Изменить стиль страницы

— Это все эмоции…

— Ничего подобного, — убежденно замотал головой длинноволосый Витя, — это как раз факт. Будешь в Москве — вспомни мои слова. Выйдешь там на улицу — все куда-то бегут, все орут, толкаются. Бабки какие-то с мешками, мужчины с соломой в бороде — каменный век! А как они разговаривают?! Они же половину звуков вообще не выговаривают! Их чертов московский акцент разобрать просто невозможно! Все матерятся, толкаются, спросишь, как пройти, — ведь и в морду дать могут. Варвары, просто варвары. Как была Москва азиатской задницей, так ею и осталась. Во время Октябрьской революции они там у себя из пушек прямой наводкой лупили по Кремлю! Народу положили! А у нас? Матросы разоружили женский батальон в Зимнем дворце и увезли безоружных барышень в номера. Все! Никто не погиб. Ни единый человек! А все почему? Потому что мы северяне, у нас здесь холодно, темперамент у народа — нордический… Мы — Европа, и безо всей остальной России нам будет гораздо лучше. Заживем так, как заслуживаем.

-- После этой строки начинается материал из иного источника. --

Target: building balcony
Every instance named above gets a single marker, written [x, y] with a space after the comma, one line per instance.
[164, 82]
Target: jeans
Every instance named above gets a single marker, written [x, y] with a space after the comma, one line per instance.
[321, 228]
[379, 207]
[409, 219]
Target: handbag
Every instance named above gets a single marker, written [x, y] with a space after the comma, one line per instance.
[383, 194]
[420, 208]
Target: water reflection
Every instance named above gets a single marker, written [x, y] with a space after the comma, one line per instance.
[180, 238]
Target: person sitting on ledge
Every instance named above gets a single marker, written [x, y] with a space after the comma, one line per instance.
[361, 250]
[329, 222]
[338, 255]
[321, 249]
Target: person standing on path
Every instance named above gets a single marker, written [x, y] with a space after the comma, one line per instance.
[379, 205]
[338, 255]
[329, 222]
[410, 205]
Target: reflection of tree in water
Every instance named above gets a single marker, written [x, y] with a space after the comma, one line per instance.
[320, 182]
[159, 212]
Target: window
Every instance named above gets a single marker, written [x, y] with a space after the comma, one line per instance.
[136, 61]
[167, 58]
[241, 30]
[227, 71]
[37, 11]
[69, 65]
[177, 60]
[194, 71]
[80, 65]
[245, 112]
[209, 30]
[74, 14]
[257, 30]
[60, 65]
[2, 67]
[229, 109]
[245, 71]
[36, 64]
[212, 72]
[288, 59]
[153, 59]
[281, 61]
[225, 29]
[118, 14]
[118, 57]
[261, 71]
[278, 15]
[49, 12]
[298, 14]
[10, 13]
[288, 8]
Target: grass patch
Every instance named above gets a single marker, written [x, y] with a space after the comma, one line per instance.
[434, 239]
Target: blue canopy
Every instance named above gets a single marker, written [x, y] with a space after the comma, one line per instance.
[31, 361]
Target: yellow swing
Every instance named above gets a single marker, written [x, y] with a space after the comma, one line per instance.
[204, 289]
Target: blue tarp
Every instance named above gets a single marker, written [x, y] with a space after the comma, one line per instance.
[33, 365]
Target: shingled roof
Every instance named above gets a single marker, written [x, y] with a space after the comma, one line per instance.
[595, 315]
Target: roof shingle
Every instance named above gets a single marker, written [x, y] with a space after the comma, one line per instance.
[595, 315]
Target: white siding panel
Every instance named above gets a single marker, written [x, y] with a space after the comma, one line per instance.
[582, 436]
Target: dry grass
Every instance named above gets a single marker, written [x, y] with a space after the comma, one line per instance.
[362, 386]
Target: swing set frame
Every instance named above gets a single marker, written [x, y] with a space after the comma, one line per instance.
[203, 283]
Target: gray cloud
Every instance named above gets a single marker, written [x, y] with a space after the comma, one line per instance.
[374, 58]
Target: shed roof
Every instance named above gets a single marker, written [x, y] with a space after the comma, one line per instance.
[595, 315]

— А как мы заслуживаем? — поинтересовался я.

— Мы должны жить по-европейски. Без бюрократии, без налогового гнета Москвы. Так, чтобы всего было вдоволь. Присоединим к себе Новгород и Псков, отнимем часть территорий у прибалтов — и отгородимся у себя на Северо-Западе от всей этой русской Азии железной стеной. Все — жить будем, как белые люди! У нас же ведь сейчас в городе нет ни денег, ни хрена. Все ушло в Москву. Ты вот работаешь в газете — тебе много платят?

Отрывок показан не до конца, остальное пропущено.